The Spectator

Portrait of the Week – 5 March 2005

A speedy round-up of the week's news

The government did a good deal of nodding and winking to the opposition over its rushed legislation to provide for house arrest without trial and other controls on anyone suspected of connections with terrorism. Mr Charles Clarke, the Home Secretary, conceded that judges should decide if suspects were to be put under house arrest, but police should have powers to hold them in the meantime. The government majority was reduced to 14 in a Commons vote. Sajid Badat, 25, from Gloucester, was convicted, after pleading guilty, of conspiring with Richard Reid, the attempted ‘shoe-bomber’ jailed in America, to destroy aircraft in December 2001; Badat dismantled his own shoe-bomb and was arrested in November 2003. After a meeting of Anglican primates at Newry, Dr Rowan Williams, the Archbishop of Canterbury, called on the Anglican Churches in the United States and Canada to ‘repent’ for unilaterally consecrating a bishop who was ‘in a committed same-sex relationship’ and for holding ‘public rites of blessing for same-sex unions’ respectively. Hundreds of people demonstrated in the nationalist Short Strand area of Belfast against the Irish Republican Army’s cover-up of the murder by some of its members of Robert McCartney, whose sisters have since called for the murderers to be brought to justice; the IRA responded by expelling three of its members.
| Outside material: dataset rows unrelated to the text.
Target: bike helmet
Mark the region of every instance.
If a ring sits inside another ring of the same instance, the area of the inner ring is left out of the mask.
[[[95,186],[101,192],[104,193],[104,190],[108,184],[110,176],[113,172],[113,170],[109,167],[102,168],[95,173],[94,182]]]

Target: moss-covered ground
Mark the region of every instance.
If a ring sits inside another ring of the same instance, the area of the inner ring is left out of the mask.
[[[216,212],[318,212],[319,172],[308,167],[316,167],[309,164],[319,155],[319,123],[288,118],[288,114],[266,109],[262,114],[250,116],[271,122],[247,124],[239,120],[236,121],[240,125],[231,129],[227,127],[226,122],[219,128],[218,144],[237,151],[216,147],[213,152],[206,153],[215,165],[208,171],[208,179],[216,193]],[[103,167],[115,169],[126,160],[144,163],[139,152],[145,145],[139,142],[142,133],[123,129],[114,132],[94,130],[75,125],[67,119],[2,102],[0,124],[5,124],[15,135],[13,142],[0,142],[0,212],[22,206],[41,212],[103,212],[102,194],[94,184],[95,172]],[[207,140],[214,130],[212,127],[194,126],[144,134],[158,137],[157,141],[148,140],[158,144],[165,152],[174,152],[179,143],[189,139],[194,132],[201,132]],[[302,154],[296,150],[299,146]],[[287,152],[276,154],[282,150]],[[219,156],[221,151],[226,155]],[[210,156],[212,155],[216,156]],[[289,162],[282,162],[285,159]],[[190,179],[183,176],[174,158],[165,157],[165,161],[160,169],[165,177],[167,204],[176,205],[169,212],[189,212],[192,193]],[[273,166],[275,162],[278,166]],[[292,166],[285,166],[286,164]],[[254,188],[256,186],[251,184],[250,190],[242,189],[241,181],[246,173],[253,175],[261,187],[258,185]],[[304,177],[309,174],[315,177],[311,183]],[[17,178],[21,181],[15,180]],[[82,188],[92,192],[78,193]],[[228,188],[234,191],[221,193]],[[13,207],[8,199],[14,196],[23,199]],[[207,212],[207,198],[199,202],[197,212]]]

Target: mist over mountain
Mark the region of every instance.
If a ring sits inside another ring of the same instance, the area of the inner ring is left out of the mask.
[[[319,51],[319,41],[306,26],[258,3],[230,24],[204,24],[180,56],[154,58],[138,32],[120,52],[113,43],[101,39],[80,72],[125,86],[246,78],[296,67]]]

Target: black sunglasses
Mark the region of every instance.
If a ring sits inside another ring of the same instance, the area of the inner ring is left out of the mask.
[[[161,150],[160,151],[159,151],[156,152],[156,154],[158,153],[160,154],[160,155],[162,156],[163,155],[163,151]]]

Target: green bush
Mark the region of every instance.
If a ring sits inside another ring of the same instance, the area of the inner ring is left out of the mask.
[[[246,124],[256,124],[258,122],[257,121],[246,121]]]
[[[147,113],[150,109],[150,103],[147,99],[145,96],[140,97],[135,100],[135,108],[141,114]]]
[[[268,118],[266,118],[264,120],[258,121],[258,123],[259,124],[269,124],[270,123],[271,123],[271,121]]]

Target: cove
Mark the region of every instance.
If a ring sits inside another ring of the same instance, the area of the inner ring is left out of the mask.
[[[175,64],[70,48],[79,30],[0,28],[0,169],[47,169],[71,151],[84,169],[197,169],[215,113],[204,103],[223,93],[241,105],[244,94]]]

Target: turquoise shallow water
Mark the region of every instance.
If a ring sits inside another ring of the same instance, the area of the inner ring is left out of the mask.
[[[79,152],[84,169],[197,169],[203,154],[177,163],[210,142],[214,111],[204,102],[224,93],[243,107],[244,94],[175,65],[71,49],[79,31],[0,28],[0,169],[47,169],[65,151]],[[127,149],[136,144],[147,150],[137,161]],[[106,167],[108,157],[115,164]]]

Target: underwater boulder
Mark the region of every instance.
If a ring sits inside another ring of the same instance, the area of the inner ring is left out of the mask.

The Copenhagen-based Danske Bank bought Northern Bank, from whose Belfast headquarters the IRA stole £26 million in December, and its sister National Irish Bank in the Irish Republic for £967 million. HSBC announced annual profits of £9 billion — the biggest yet made by a British-based bank. In January, 2.5 billion text messages were sent on mobile telephones; in the whole of 1999 only 1.1 billion were sent. A law came into force obliging all horses and donkeys to have ‘passports’ lest unsuitable specimens be eaten.